La crise du travail, caractérisée par un mal-être croissant et une perte de sens parmi les salariés, trouve en partie son origine dans les méthodes de management actuelles. Depuis trente ans, Brigitte Nivet observe une déconnexion alarmante entre les managers et la réalité du travail quotidien. Trop souvent, le management se focalise sur des objectifs à atteindre, des procédures à suivre et des résultats à contrôler, négligeant ainsi la dimension humaine et imprévisible du travail. Ce mode de gestion, ancré dans une vision mécaniste, tente de tout encadrer et surveiller, ignorant les imprévus, les interactions sociales et la subjectivité inhérente au travail.

La financiarisation des entreprises depuis les années 1980 a exacerbé cette déconnexion. Les pratiques managériales inspirées du taylorisme, combinées à la standardisation du lean management, ont engendré un climat où les salariés se sentent de plus en plus méprisés et déconnectés des décisions qui influencent leur quotidien. Cette approche, renforcée par l’omniprésence du numérique, fragmente le travail et appauvrit l’expérience des travailleurs en évacuant toute forme de subjectivité et de créativité.

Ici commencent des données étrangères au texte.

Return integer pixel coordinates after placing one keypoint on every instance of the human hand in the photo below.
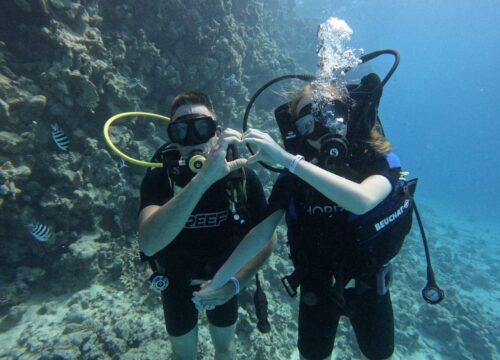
(268, 150)
(208, 297)
(216, 166)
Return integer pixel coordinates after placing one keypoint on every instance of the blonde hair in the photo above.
(374, 139)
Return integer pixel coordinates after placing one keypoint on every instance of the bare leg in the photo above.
(223, 340)
(185, 346)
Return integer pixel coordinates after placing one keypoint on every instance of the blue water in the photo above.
(440, 109)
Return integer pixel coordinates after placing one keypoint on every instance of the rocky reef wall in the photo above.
(73, 64)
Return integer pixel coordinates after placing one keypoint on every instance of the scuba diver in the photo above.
(339, 169)
(193, 212)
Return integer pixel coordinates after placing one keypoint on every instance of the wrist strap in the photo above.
(293, 164)
(236, 284)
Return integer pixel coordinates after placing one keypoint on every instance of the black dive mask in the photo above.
(191, 129)
(182, 169)
(327, 123)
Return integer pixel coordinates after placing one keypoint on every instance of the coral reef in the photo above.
(83, 294)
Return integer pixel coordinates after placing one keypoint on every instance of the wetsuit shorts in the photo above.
(181, 316)
(370, 314)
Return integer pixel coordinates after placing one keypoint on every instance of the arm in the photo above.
(248, 271)
(159, 225)
(209, 297)
(354, 197)
(243, 261)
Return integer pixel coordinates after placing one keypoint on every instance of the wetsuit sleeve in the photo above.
(155, 189)
(388, 165)
(256, 198)
(281, 193)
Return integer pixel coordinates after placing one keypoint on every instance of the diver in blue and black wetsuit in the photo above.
(192, 215)
(344, 169)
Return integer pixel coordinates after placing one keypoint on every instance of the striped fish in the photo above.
(39, 231)
(60, 137)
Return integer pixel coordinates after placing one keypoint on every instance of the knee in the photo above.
(378, 353)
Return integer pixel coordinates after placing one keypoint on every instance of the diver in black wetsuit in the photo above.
(345, 169)
(193, 213)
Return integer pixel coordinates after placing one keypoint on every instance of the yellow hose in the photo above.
(118, 151)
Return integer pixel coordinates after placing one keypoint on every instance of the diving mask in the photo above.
(316, 120)
(192, 129)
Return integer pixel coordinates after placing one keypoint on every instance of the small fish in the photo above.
(39, 231)
(60, 138)
(122, 164)
(231, 81)
(136, 83)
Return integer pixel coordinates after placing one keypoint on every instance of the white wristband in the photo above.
(293, 164)
(236, 284)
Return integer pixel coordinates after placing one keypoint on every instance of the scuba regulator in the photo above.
(335, 146)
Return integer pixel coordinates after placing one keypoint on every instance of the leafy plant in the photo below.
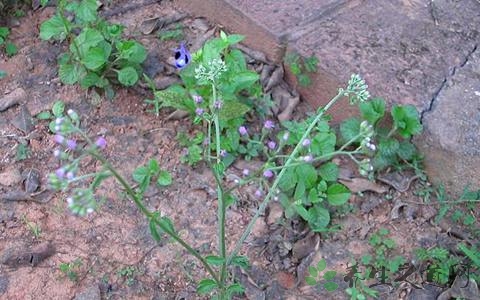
(71, 269)
(301, 67)
(393, 145)
(9, 47)
(98, 55)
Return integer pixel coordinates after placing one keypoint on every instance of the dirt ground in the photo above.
(117, 258)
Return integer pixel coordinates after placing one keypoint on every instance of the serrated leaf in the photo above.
(164, 178)
(58, 108)
(321, 265)
(310, 280)
(127, 76)
(206, 286)
(373, 110)
(241, 261)
(53, 27)
(328, 171)
(337, 194)
(349, 129)
(44, 115)
(68, 73)
(313, 271)
(331, 286)
(329, 275)
(215, 260)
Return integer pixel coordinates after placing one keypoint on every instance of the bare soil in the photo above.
(119, 259)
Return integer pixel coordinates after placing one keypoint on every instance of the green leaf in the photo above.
(310, 280)
(58, 108)
(10, 49)
(235, 288)
(337, 194)
(307, 174)
(320, 218)
(241, 261)
(232, 110)
(132, 51)
(331, 286)
(349, 129)
(215, 260)
(313, 271)
(54, 28)
(153, 229)
(406, 120)
(127, 76)
(68, 73)
(87, 10)
(329, 275)
(373, 110)
(311, 64)
(206, 286)
(164, 178)
(329, 171)
(44, 115)
(96, 57)
(321, 265)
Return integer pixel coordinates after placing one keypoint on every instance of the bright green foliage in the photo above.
(300, 67)
(9, 47)
(393, 146)
(98, 56)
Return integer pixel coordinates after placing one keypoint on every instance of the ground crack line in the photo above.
(445, 80)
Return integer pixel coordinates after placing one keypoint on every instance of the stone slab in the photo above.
(451, 137)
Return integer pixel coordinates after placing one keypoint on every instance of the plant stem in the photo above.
(149, 214)
(272, 190)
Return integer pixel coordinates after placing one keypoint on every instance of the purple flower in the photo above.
(182, 57)
(218, 104)
(306, 142)
(308, 158)
(199, 111)
(60, 172)
(271, 145)
(269, 124)
(242, 130)
(197, 99)
(71, 144)
(101, 143)
(59, 139)
(268, 174)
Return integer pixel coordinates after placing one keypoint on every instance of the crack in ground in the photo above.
(444, 82)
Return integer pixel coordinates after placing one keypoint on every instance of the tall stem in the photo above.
(290, 160)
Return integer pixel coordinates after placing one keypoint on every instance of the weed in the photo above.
(71, 269)
(98, 55)
(301, 67)
(7, 46)
(32, 226)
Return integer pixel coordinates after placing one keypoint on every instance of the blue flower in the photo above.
(182, 57)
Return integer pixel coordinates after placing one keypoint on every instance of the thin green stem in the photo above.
(274, 186)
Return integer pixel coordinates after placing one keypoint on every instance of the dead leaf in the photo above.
(357, 185)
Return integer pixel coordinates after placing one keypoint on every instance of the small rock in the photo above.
(10, 177)
(90, 293)
(15, 97)
(275, 212)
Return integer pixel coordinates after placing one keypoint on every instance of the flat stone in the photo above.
(451, 137)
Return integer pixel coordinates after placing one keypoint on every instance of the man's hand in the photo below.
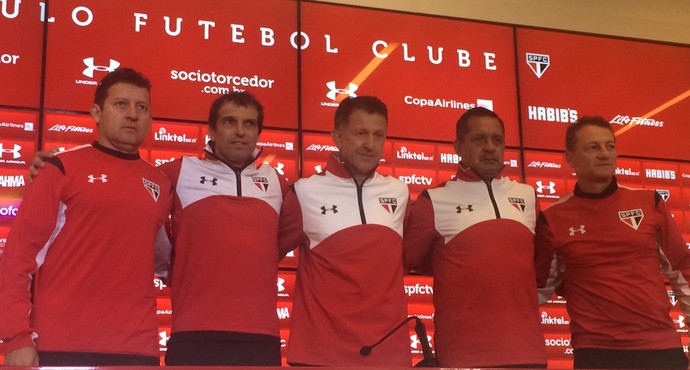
(38, 161)
(25, 356)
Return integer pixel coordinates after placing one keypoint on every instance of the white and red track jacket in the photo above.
(229, 230)
(85, 230)
(349, 289)
(481, 239)
(607, 249)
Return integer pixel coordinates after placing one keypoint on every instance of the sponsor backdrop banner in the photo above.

Vers un nouveau paradigme managérial : l’importance de l’écoute et de la reconnaissance

Pour sortir de cette impasse, Brigitte Nivet propose de repenser la formation des managers en intégrant les sciences humaines telles que la sociologie, la philosophie ou la psychologie. Ces disciplines permettent de mieux comprendre la complexité du travail et d’encourager une gestion plus ancrée dans la réalité quotidienne des salariés. Plutôt que de se fier à des « bonnes pratiques » universelles, il s’agit de développer une intelligence situationnelle, de reconnaître la valeur des équipes et d’accepter que les travailleurs, confrontés aux réalités du terrain, sont souvent les mieux placés pour proposer des solutions efficaces.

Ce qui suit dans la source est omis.